Emma Bigg’s perspective is that what is expected of a consultant depends on the client, but nevertheless there are themes that are common to most projects: “A lot of the time I find it’s all about demystifying technology and influencing their cultural approach to technology so they can get the most benefit from solutions. AV technology is now much more pervasive and as a result there is an increased requirement for AV consultants. I think this is why large construction firms are building-in-house AV teams to be able to manage more and more sophisticated AV solutions within projects.”
Bozeat observes that what clients expect and what they actually need can be two different things. “They often want you to tell them what video systems they should have and to design AV systems for them so they can tender to integrators,” he says. “Often they don’t have an understanding of exactly what types of meetings they currently have, or what would be useful to their staff. What they actually often need initially is strategic advice on what AV and VC actually is and how it should be managed and supported internally, leading on to how to plan, design, develop and test AV systems so they actually get what they need for their organisation, with the delivery of the solutions being properly managed.”
SAFE HANDS
Daniel Lee agrees that clients are looking for both good design and support of the deployed system, but adds that being “a safe pair of hands” when it comes to the technology is critical. “For clients who do not have in-house expertise in technology design and deployment, we become part of their team, providing those skills and experience whilst always working with their best interests in mind,” he says “We are totally independent of any manufacturer or integrator, which allows us to do this.”
Faye Bennett follows up on the point about being independent, unbiased and product-agnostic. She says clients also want to know the consultant has their best interests at heart. “It’s understanding what the client wants to achieve, what their goals and ambitions are,” she says, “and what challenges they need to unpick with new AV technology. For some there might be big sustainability goals they’ve identified, or they might need to move buildings and so need to make AV decisions based on that. Which calls for us to put a lot of emphasis on discovery and really understanding the customer and their business.”
AV FUTURES
As for the future of the AV installation market as a whole and the place of consultants in it, Bennett says a side effect of the pandemic was to “bring AV into the light”, making users realise they need good systems and proper budgets for hybrid working.

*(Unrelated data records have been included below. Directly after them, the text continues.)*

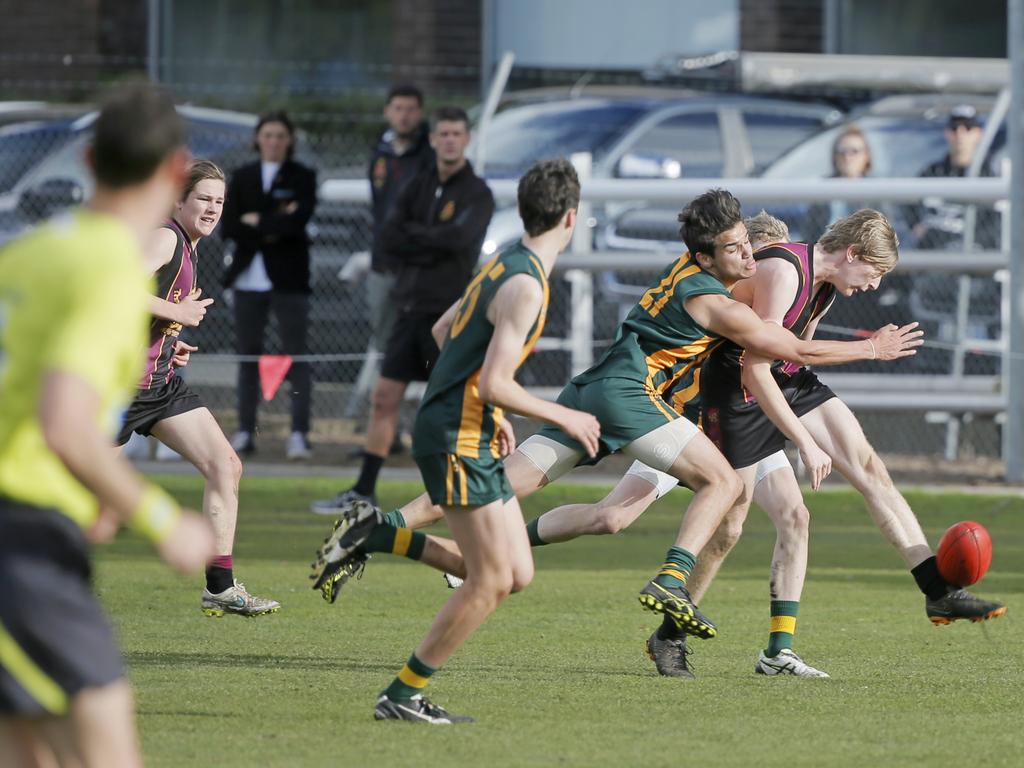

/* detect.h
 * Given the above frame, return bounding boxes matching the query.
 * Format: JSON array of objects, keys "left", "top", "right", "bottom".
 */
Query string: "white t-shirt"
[{"left": 234, "top": 163, "right": 281, "bottom": 291}]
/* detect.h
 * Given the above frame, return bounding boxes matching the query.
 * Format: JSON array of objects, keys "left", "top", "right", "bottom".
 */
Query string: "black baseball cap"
[{"left": 946, "top": 104, "right": 981, "bottom": 128}]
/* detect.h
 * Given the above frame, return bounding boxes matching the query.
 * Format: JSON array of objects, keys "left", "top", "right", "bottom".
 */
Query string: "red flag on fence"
[{"left": 259, "top": 354, "right": 292, "bottom": 400}]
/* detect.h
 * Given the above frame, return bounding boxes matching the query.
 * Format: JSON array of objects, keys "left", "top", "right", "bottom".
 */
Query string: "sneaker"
[
  {"left": 443, "top": 573, "right": 466, "bottom": 590},
  {"left": 309, "top": 488, "right": 380, "bottom": 516},
  {"left": 640, "top": 580, "right": 718, "bottom": 640},
  {"left": 321, "top": 552, "right": 371, "bottom": 604},
  {"left": 231, "top": 431, "right": 256, "bottom": 456},
  {"left": 925, "top": 589, "right": 1007, "bottom": 626},
  {"left": 309, "top": 502, "right": 384, "bottom": 590},
  {"left": 374, "top": 693, "right": 473, "bottom": 725},
  {"left": 754, "top": 648, "right": 830, "bottom": 677},
  {"left": 202, "top": 581, "right": 281, "bottom": 616},
  {"left": 285, "top": 432, "right": 313, "bottom": 462},
  {"left": 647, "top": 628, "right": 694, "bottom": 678}
]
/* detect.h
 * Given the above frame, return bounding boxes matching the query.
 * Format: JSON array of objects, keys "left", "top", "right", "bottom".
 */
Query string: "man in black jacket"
[
  {"left": 222, "top": 112, "right": 316, "bottom": 459},
  {"left": 312, "top": 108, "right": 495, "bottom": 514}
]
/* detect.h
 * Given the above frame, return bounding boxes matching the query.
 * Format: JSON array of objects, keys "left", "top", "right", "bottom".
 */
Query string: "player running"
[
  {"left": 116, "top": 160, "right": 281, "bottom": 616},
  {"left": 0, "top": 85, "right": 213, "bottom": 766},
  {"left": 313, "top": 160, "right": 600, "bottom": 724},
  {"left": 311, "top": 189, "right": 920, "bottom": 651}
]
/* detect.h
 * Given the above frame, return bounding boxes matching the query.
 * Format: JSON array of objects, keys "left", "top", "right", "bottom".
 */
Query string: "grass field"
[{"left": 96, "top": 477, "right": 1024, "bottom": 768}]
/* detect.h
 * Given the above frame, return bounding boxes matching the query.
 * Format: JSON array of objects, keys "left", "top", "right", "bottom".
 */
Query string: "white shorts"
[
  {"left": 516, "top": 419, "right": 699, "bottom": 484},
  {"left": 626, "top": 451, "right": 790, "bottom": 499}
]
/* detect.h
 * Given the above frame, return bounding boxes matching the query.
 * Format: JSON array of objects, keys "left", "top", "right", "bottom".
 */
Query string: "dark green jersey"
[
  {"left": 572, "top": 253, "right": 730, "bottom": 415},
  {"left": 413, "top": 243, "right": 549, "bottom": 459}
]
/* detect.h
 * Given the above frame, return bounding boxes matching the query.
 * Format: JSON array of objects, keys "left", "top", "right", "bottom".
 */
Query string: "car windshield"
[
  {"left": 474, "top": 103, "right": 646, "bottom": 176},
  {"left": 0, "top": 121, "right": 75, "bottom": 194},
  {"left": 764, "top": 116, "right": 962, "bottom": 178}
]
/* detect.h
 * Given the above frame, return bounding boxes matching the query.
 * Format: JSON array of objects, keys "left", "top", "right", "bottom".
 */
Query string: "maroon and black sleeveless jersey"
[
  {"left": 138, "top": 219, "right": 197, "bottom": 389},
  {"left": 700, "top": 243, "right": 836, "bottom": 404}
]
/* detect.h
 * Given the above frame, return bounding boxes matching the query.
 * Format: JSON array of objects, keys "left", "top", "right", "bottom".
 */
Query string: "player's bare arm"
[
  {"left": 430, "top": 299, "right": 462, "bottom": 349},
  {"left": 686, "top": 294, "right": 924, "bottom": 366},
  {"left": 478, "top": 274, "right": 601, "bottom": 457},
  {"left": 39, "top": 371, "right": 215, "bottom": 572}
]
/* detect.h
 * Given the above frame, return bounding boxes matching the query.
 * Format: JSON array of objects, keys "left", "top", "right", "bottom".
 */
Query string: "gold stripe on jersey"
[
  {"left": 455, "top": 369, "right": 483, "bottom": 459},
  {"left": 640, "top": 253, "right": 690, "bottom": 309},
  {"left": 0, "top": 624, "right": 69, "bottom": 715}
]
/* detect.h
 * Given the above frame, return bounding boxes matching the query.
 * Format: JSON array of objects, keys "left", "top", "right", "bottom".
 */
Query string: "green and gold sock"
[
  {"left": 384, "top": 653, "right": 437, "bottom": 701},
  {"left": 654, "top": 547, "right": 697, "bottom": 587},
  {"left": 765, "top": 600, "right": 800, "bottom": 658},
  {"left": 362, "top": 522, "right": 427, "bottom": 560}
]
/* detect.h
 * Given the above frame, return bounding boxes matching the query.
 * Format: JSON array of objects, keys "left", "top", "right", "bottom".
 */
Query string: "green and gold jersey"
[
  {"left": 413, "top": 243, "right": 549, "bottom": 459},
  {"left": 572, "top": 253, "right": 730, "bottom": 421},
  {"left": 0, "top": 209, "right": 151, "bottom": 527}
]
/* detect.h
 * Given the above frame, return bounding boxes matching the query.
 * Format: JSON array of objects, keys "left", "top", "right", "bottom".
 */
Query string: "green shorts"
[
  {"left": 414, "top": 454, "right": 515, "bottom": 507},
  {"left": 539, "top": 378, "right": 680, "bottom": 464}
]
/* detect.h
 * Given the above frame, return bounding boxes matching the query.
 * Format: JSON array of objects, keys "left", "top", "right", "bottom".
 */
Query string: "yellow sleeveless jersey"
[{"left": 0, "top": 209, "right": 151, "bottom": 527}]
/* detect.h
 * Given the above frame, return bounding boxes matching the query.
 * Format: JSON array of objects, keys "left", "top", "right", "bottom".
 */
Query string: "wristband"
[{"left": 128, "top": 484, "right": 181, "bottom": 544}]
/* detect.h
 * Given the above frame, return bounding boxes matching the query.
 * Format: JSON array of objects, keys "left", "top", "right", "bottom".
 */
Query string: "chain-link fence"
[{"left": 0, "top": 55, "right": 1006, "bottom": 475}]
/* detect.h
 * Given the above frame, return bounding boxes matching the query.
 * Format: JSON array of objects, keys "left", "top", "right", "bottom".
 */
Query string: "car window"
[
  {"left": 628, "top": 112, "right": 723, "bottom": 178},
  {"left": 764, "top": 116, "right": 958, "bottom": 178},
  {"left": 473, "top": 104, "right": 645, "bottom": 176},
  {"left": 743, "top": 112, "right": 821, "bottom": 170},
  {"left": 0, "top": 122, "right": 74, "bottom": 194}
]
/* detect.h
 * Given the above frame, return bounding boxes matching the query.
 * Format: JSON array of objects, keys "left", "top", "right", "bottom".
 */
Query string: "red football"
[{"left": 935, "top": 520, "right": 992, "bottom": 587}]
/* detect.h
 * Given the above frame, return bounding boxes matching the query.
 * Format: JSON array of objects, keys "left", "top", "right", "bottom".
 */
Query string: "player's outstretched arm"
[
  {"left": 686, "top": 294, "right": 924, "bottom": 366},
  {"left": 478, "top": 274, "right": 601, "bottom": 457},
  {"left": 39, "top": 370, "right": 215, "bottom": 572}
]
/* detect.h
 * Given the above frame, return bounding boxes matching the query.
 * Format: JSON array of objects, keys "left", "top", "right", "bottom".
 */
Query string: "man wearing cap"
[{"left": 909, "top": 104, "right": 999, "bottom": 250}]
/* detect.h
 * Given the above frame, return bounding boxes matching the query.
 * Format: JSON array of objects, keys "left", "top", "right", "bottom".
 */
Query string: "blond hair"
[
  {"left": 818, "top": 208, "right": 899, "bottom": 274},
  {"left": 743, "top": 209, "right": 790, "bottom": 244},
  {"left": 181, "top": 158, "right": 224, "bottom": 203}
]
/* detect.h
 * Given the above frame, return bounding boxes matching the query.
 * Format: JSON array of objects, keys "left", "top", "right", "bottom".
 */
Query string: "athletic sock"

Lee observes that the consultancy sector is “progressing into two distinct camps”, namely large multidisciplinary companies and the – usually – smaller firms that continue to specialise in a small number of interconnected disciplines. “There are projects that suit both and the pros and cons of each need to be carefully considered by a client when choosing a consultancy partner,” he advises.
Christian Bozeat’s view of the market is that it is fairly buoyant with interesting opportunities and an increasing understanding of the importance of video. Emma Bigg also senses a new energy in the UK following the general election. Meanwhile, the global market is energetic and the Middle East, in particular, is having a big impact on the need for consultancy and resources.
Consultants are now integral to not only the design of AV systems in a wide range of applications and installations, but it is clear their influence is expanding to meet the changing needs and concerns of their clients.